Was 2015 the year of the Ferguson Effect? Conservatives scream yes, progressives shout back no. Let’s step away from the din to examine whether all this yelling is getting us anywhere, and whether we’ve missed some useful explanations and effective policies that have been under our noses this whole time.
Last May, Heather Mac Donald of the conservative Manhattan Institute penned a controversial piece arguing that recent upticks in violence might signal a new national crime wave. Like other conservative commentators, Mac Donald identified activists and the media as culprits, arguing that public criticism of police discouraged them from aggressive “broken windows” strategies and emboldened criminals to do their worst – the so-called Ferguson Effect.
Mac Donald was wrong on several counts. First, she initially linked gun violence and homicide to crime overall, without offering evidence for doing so. Second, any criminologist will tell you that policing is only one factor of many in determining rates of violence. And third, the best and most thorough examination of “broken windows” policing recently revealed that when narrowly focused on solving problems in partnership with the community, broken windows is successful – when it isn’t, then not so much.
Progressives did not take these charges lying down. Many pushed back, asserting there was simply no evidence of a spike in violent crime. One widely cited report by the progressive Brennan Center for Justice admitted that homicide in 25 of the nation’s largest cities jumped 14.6% in 2015, but argued that the current rate is near historic lows, that rates vary widely and that any increases are localized and not part of a national trend. Moreover, they asserted that any increase was due to “root causes,” i.e. poverty, unemployment, and other structural factors, not policing.
The Brennan Center was also mistaken in a number of ways. First, while it is true that violence remains historically low (and that crime overall continues to fall), a 14.6% national spike in murder would be the largest single-year increase since at least 1960. Furthermore, while local rates of violence often fluctuate, national rates are more stable, and the Brennan Center’s own data shows that murder is up in 18 of 25 of the nation’s largest cities. As for “root causes,” there is little evidence of a direct connection between violence and structural factors like poverty and unemployment. And none of those factors changed significantly last year, so they can hardly explain the surge of violence.

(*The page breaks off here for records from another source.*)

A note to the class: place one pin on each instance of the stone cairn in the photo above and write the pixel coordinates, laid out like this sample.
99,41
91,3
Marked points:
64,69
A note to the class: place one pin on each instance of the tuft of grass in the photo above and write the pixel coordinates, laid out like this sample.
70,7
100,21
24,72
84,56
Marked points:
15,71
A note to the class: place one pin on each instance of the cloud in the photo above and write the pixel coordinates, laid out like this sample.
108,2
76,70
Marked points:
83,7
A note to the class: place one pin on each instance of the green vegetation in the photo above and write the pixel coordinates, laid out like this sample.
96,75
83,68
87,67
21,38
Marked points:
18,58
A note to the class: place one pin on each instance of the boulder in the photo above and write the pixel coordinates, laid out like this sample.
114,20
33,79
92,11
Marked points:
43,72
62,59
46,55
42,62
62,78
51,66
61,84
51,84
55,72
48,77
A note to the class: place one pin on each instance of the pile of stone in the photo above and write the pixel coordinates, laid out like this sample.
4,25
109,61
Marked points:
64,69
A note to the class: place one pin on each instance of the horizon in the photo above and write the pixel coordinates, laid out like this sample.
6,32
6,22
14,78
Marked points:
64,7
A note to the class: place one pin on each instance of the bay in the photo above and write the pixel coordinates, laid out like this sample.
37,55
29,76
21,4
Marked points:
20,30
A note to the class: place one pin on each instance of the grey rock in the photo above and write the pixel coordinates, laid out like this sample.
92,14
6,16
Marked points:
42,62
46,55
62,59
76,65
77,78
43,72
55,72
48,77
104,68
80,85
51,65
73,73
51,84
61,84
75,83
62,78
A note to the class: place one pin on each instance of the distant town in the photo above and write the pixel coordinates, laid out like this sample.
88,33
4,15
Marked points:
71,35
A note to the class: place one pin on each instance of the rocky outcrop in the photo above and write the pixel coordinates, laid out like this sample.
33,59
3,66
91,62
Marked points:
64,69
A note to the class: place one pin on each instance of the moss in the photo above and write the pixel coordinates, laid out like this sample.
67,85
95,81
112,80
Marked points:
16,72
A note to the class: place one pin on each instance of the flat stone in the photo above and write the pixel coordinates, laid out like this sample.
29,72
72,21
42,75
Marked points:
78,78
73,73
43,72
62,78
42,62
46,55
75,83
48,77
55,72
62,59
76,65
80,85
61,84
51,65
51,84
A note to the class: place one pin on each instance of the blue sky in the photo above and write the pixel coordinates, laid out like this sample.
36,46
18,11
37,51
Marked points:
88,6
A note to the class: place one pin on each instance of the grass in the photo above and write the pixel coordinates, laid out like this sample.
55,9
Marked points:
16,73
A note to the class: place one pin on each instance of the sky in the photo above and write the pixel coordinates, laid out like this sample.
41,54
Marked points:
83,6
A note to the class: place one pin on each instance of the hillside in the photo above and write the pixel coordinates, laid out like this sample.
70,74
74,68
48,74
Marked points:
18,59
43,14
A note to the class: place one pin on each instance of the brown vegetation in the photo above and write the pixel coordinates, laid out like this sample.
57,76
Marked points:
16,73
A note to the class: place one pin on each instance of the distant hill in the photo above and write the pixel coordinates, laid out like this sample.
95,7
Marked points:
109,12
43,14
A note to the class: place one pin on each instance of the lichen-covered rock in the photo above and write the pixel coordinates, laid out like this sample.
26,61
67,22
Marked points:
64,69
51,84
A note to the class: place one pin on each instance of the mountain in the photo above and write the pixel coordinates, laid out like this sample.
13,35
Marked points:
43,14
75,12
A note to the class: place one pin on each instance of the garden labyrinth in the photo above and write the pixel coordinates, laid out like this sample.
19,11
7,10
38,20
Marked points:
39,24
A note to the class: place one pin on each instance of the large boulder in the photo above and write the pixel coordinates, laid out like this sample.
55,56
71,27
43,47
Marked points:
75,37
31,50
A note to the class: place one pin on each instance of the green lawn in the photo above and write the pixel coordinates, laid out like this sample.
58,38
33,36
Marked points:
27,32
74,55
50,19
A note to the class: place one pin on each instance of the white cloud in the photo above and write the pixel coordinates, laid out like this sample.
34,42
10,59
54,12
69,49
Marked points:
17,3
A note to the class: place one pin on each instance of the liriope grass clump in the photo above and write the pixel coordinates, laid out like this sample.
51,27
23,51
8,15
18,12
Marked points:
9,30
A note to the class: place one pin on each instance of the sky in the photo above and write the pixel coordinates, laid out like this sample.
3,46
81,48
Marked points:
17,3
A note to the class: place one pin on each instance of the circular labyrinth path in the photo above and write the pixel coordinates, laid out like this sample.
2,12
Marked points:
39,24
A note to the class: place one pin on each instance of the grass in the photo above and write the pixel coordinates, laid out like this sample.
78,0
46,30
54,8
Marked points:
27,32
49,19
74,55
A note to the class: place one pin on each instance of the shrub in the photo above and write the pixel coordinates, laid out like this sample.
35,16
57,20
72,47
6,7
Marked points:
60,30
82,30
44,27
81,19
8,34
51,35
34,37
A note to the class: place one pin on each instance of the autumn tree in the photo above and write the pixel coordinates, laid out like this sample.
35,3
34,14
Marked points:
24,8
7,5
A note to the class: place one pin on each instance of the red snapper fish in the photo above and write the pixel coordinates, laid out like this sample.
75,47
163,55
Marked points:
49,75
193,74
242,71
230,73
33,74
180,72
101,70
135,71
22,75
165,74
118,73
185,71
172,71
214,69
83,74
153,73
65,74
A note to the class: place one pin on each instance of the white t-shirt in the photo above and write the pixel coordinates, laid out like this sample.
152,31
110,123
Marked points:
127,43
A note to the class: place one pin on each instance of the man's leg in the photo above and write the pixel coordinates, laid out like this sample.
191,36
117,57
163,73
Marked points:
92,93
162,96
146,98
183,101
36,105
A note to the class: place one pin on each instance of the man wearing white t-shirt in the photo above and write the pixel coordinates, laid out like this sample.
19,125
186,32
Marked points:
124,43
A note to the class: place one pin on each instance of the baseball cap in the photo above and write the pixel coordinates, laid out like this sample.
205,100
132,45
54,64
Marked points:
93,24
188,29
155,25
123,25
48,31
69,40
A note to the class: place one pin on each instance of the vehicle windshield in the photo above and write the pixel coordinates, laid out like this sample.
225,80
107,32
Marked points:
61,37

To summarize, the increase in homicides appears real, but there is no broader national crime wave. It is unclear what is driving the problem, but my own hunch – and it is still just a hunch at this point – involves a criminological phenomenon called legal cynicism. Multiple studies have demonstrated that, controlling for other factors, when communities view the police and criminal justice system as illegitimate, they become more violent. When people believe the system is unwilling or unable to help them, they are more likely to take the law into their own hands, creating the cycles of violent retribution that were chronicled so vividly last year in Jill Leovy’s Ghettoside.
Cynicism about the law might also explain why the biggest homicide spikes in 2015 occurred in places like St. Louis, Baltimore, and Milwaukee, where there was unrest after controversial uses of police force, and why Boston, with its recent history of positive police and community collaboration, had the largest single decrease in homicide of any large city.
In order to address cynicism in the streets, we have to address cynicism in our public conversation about guns, crime, and punishment. Violence can fracture a community, but so can violent, partisan, absolutist rhetoric on television, in print, and on social media.
President Obama should be commended for trying to do something, anything, on gun control, but last week he neglected a number of non-ideological solutions to violence that can be implemented now without a lot of new money or new laws. Focused deterrence programs like the original Operation Ceasefire in Boston have successfully brought law enforcement and communities together to fight gun violence. Cognitive behavioral therapy approaches like Becoming a Man in Chicago have a record of preventing violence among at-risk youth. And, as Leovy writes, devoting more attention and resources to the investigation and prosecution of homicide would send a clear signal, alongside police and criminal justice reforms, that black lives truly do matter.
Why don’t these successful approaches get more support? Unfortunately, we tend to look past practical solutions when they lie between the political fault lines and don’t provide fodder for our next partisan debate. In the coming year, let’s move past our pre-approved talking points and get down to the business of saving lives, because peace in our streets has no political affiliation.
Thomas Abt served as Deputy Secretary for Public Safety for the State of New York from 2013-2014, Chief of Staff to the U.S Department of Justice Office of Justice Programs from 2009-2013, and is currently a Senior Research Fellow with the Harvard Kennedy School of Government, where he teaches and studies evidence-informed violence reduction strategies.